In May 2022 it did the same with First Class Package Services (PRC Docket N2021-2).
In June 2022, the Postal Service upgraded (i.e., accelerated) service standards for Retail Ground and Parcel Select to align with the standards for First-Class Package Services (PRC Docket N2022-1).
In October 2022, the Postal Service was granted approval by the PRC to streamline its competitive ground package services. Retail Ground and Parcel Select Ground were discontinued as distinct products and subsumed into First Class Package Services, which had previously included only small packages but will now include packages up to 70 pounds.
Last week, the Postal Service announced its intention to rename First Class Package Services as Ground Advantage. Service standards for all ground parcels will align with the First Class service standards.
As some mail speeds up while other slows down, the various mail streams for First Class mail (except for the percent that still uses air transportation), Marketing Mail, Periodicals, and Ground Advantage parcels will essentially merge into one stream.
Merging the Mail Streams
The full implications of this transformation of the postal network remain to be seen, but streamlining the processing and delivery network and integrating the mail streams will homogenize the mail, diminishing the differences between the way in which various classes and products are processed and delivering everything at approximately the same speed
Back in 2000, First Class Mail averaged about 1.9 days to deliver, while standard mail averaged 4.4 days.
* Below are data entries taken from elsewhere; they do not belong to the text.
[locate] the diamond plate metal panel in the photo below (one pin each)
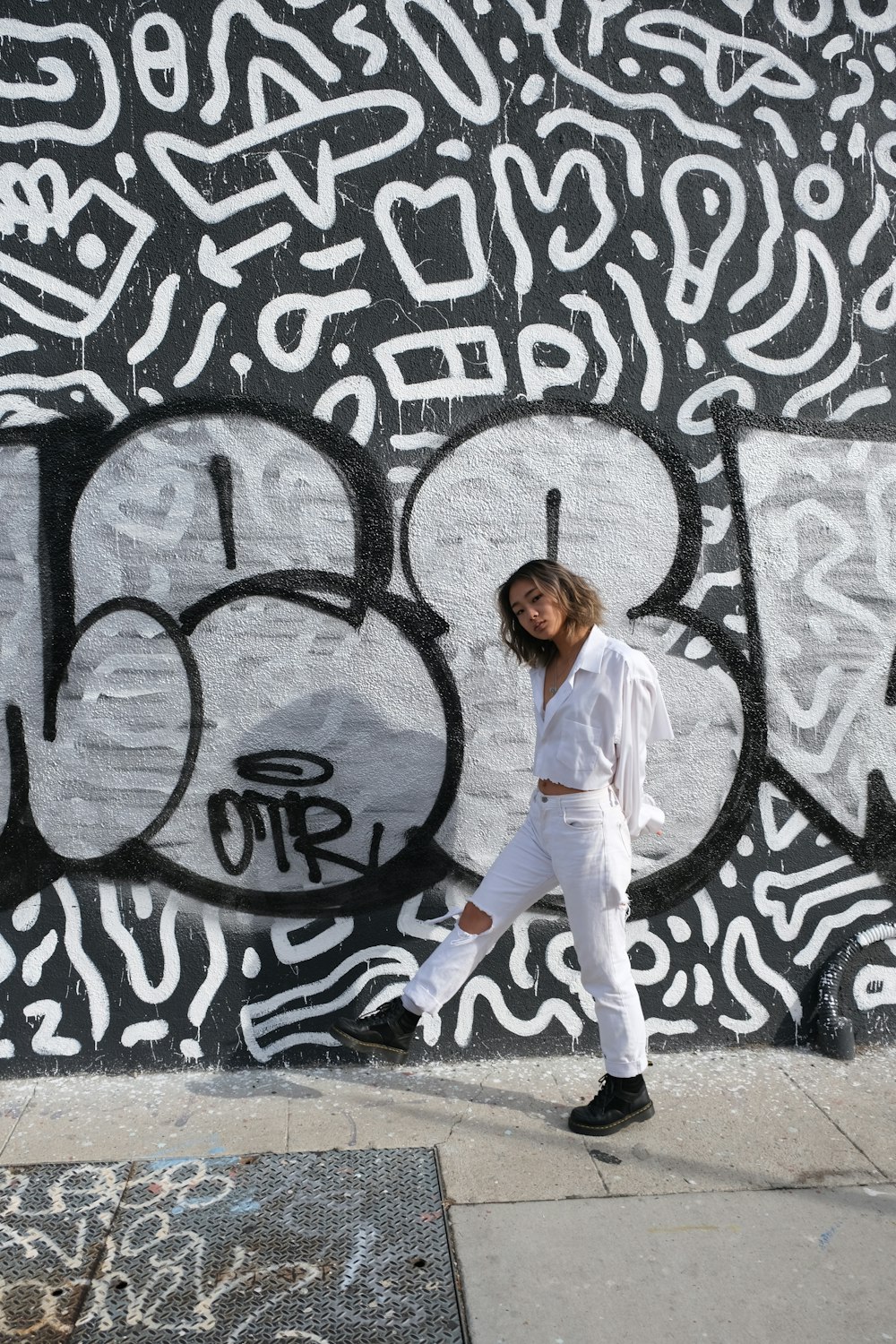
(54, 1220)
(320, 1247)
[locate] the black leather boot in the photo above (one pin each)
(619, 1102)
(389, 1031)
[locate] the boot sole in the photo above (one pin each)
(371, 1047)
(637, 1117)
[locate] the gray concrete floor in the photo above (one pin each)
(758, 1202)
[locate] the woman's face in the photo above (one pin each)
(538, 613)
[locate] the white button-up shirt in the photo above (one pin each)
(597, 728)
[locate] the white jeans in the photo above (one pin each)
(579, 840)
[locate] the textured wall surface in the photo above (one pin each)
(316, 320)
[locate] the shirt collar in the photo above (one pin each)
(591, 652)
(590, 656)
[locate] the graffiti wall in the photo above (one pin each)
(316, 320)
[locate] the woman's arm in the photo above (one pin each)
(642, 718)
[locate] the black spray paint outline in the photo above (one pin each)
(83, 446)
(668, 887)
(876, 849)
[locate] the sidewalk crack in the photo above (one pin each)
(839, 1128)
(19, 1118)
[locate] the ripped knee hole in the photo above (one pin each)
(474, 919)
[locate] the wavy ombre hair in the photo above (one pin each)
(578, 599)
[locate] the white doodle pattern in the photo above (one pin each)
(398, 220)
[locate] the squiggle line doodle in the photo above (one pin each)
(253, 13)
(64, 85)
(685, 276)
(560, 255)
(548, 209)
(743, 344)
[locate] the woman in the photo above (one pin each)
(597, 706)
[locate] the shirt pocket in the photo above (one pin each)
(576, 749)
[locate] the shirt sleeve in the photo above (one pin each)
(642, 719)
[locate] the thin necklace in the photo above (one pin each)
(557, 682)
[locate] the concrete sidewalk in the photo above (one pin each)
(761, 1198)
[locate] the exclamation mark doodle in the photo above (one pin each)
(552, 518)
(222, 478)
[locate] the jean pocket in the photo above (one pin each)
(578, 820)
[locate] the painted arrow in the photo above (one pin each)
(222, 266)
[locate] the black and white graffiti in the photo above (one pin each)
(316, 320)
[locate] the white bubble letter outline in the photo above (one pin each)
(163, 148)
(425, 199)
(104, 125)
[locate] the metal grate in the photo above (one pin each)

The difference in class meant something. Now, not so much.
According to reports recently submitted to the PRC for its annual compliance review, the average delivery times for First Class Mail and Marketing Mail are becoming almost indistinguishable.
As recently as 2015, average delivery time for First Class Mail was still less than 2 days. During FY 2021, the average days to deliver for First Class Mail had increased to about 2.6 days while Marketing Mail averaged about 3.1 days. During FY 2022, First Class averaged 2.55 days and Marketing Mail averaged 2.7 days.
As more First Class Mail eventually shifts to ground transportation (taking advantage of the new, slower service standards), its average delivery time may slow down more, while the more streamlined treatment of Marketing Mail may speed up its delivery time. The differences between First Class and Marketing Mail could become even less recognizable.
In a similar way, ground packages, which used to take several days, will speed up — next-day delivery is one of the selling points of the new USPS Connect brand and the new S&DC system — which will make the differences between Ground Advantage and Priority less noticeable as well.
Where it’s all going
The Postal Service has been implementing the Delivering for America plan and its transformation of the postal system in a piecemeal way: modifying service standards on one class, then another; changing product classifications on one product, then another; moving equipment from one plant to another; repurposing one processing center into Sorting & Delivery Center, then another; and relocating carriers from post offices, one by one.
The Postal Service has thus evaded a holistic review of what the 10-year plan will do.
In 2021, the attorneys general of nineteen states filed a complaint with the Postal Regulatory Commission arguing that it should do an advisory opinion on the whole plan, not its individual components, but the Commission dismissed the complaint.
Implementation of the DFA will thus continue with no comprehensive, external analysis of what it will all mean in the end — that is, aside from the inevitable: reducing the workforce by tens of thousands, closing post offices, cutting retail hours, selling historic properties, and transforming the Postal Service into a business rather than a public service. And that cannot end well.